Eine Geschichte ÜBER DEN HANDEL, von Amani Joas
Ary war völlig außer Atem und ihre Muskeln schmerzten, während sie hinab zum Hafen hastete. Der Weg hatte ihre Ausdauer und Entschlossenheit auf die Probe gestellt. Doch bei jedem Schritt hatte sie das Gewicht der Nachricht vorangetrieben, die sie mit sich trug, ein Geheimnis, das nur sie kannte – eine Information, die Gold wert war.
Ihr Tag hatte begonnen, noch ehe das erste Licht der Morgendämmerung den Horizont berührt hatte. Ary war um 4 Uhr morgens aufgestanden, hatte Proviant in ihre Tasche gepackt und sich voller Vorfreude auf den täglichen Weg zu ihrem abgelegenen Aussichtspunkt gemacht. Dieses Fleckchen Erde am äußersten Rand der Bucht war ihr Zufluchtsort; von dort aus hatte sie einen Panoramablick auf die schier unendliche Weite des Meeres, das sich bis zum Horizont erstreckte. Hier verbrachte Ary Stunde um Stunde und beobachtete mit wachen Augen die majestätischen Holzschiffe, die in der Ferne auftauchten und vom geschäftigen Hafen von Emporion kündeten.
In ihrer Jugend hatte Ary zahllose Stunden auf diesen zerklüfteten Klippen verbracht und mit an Besessenheit grenzender Faszination das Kommen und Gehen der Schiffe verfolgt. Jedes Schiff erzählte seine eigene Geschichte – vom Mühsal der Fischer, dem Reichtum des Meeres, den Widrigkeiten einer Heimreise. Mit einem alten Fernglas bewaffnet, das sie auf dem Dachboden ihres Großvaters ausgegraben hatte, inspizierte Ary die Decks, um jeden noch so kleinen Hinweis darauf zu entziffern, was der Tagesfang wohl eingebracht haben mochte.

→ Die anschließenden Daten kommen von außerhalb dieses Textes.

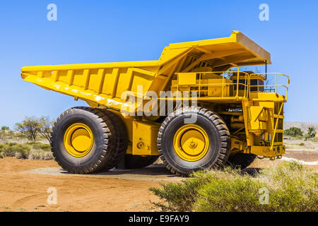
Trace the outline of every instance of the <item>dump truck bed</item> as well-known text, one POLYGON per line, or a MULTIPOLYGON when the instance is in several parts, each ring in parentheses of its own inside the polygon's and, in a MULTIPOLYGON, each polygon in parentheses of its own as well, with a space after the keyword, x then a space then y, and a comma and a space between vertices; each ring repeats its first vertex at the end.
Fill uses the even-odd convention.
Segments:
POLYGON ((45 89, 83 100, 92 107, 120 109, 125 102, 121 98, 124 92, 142 96, 148 90, 165 90, 177 72, 200 67, 221 71, 266 63, 271 64, 270 54, 234 31, 228 37, 170 44, 158 61, 25 66, 21 76, 45 89), (142 93, 138 85, 142 85, 142 93))

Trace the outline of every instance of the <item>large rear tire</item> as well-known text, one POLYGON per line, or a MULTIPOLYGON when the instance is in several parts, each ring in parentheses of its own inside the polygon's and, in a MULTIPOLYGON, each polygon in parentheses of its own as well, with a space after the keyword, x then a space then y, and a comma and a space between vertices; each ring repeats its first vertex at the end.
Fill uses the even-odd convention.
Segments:
POLYGON ((51 147, 70 173, 88 174, 118 164, 117 130, 109 114, 86 107, 62 113, 52 129, 51 147))
POLYGON ((228 126, 218 115, 202 107, 187 107, 170 114, 159 129, 157 141, 163 163, 177 175, 220 168, 230 155, 228 126), (193 117, 195 122, 185 124, 184 119, 193 117))

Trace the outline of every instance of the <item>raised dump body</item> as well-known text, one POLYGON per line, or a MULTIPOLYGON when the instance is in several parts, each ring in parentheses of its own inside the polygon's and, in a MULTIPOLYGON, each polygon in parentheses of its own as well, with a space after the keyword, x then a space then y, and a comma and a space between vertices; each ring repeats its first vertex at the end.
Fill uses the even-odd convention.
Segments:
POLYGON ((124 159, 125 167, 142 167, 160 155, 172 172, 188 174, 225 164, 244 168, 257 155, 274 160, 285 153, 288 77, 239 69, 269 64, 269 52, 234 31, 228 37, 170 44, 157 61, 25 66, 21 76, 90 107, 66 111, 53 128, 52 150, 65 170, 88 173, 124 159), (148 91, 159 98, 149 99, 148 91), (160 115, 146 114, 155 105, 142 107, 163 100, 163 114, 161 102, 160 115), (169 101, 175 106, 166 112, 169 101))
POLYGON ((170 44, 158 61, 25 66, 21 76, 92 107, 120 109, 126 101, 121 99, 124 92, 143 95, 148 90, 166 90, 177 72, 223 71, 265 62, 271 64, 269 53, 243 34, 233 32, 229 37, 170 44), (137 93, 138 85, 142 85, 143 93, 137 93))

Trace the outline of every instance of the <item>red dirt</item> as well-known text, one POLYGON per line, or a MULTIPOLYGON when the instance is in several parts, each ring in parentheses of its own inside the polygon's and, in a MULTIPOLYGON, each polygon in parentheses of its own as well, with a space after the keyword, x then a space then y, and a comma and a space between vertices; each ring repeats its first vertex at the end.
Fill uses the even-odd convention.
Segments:
POLYGON ((20 173, 58 167, 53 160, 0 159, 0 211, 151 211, 158 198, 148 189, 159 181, 61 177, 20 173), (57 205, 48 205, 49 187, 57 205))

Genau hier, inmitten der salzigen Brise und dem Geschrei der Möwen, hatte Ary ihre Fähigkeit entwickelt, Schiffe zu lesen. Das größte Vergnügen bereitete ihr die Pracht der Fischereiflotte. Ary weidete sich am Anblick der Fischer, wie sie mühsam ihre Netze einholten, ihren Fang sorgfältig sortierten und sich dann mit glühenden Pfeifen eine wohlverdiente Pause gönnten. Trotz ihrer Müdigkeit lag ein spürbares Gefühl von Zufriedenheit in der Luft, das von ihrem unermüdlichen Einsatz und den Früchten ihrer Arbeit zeugte.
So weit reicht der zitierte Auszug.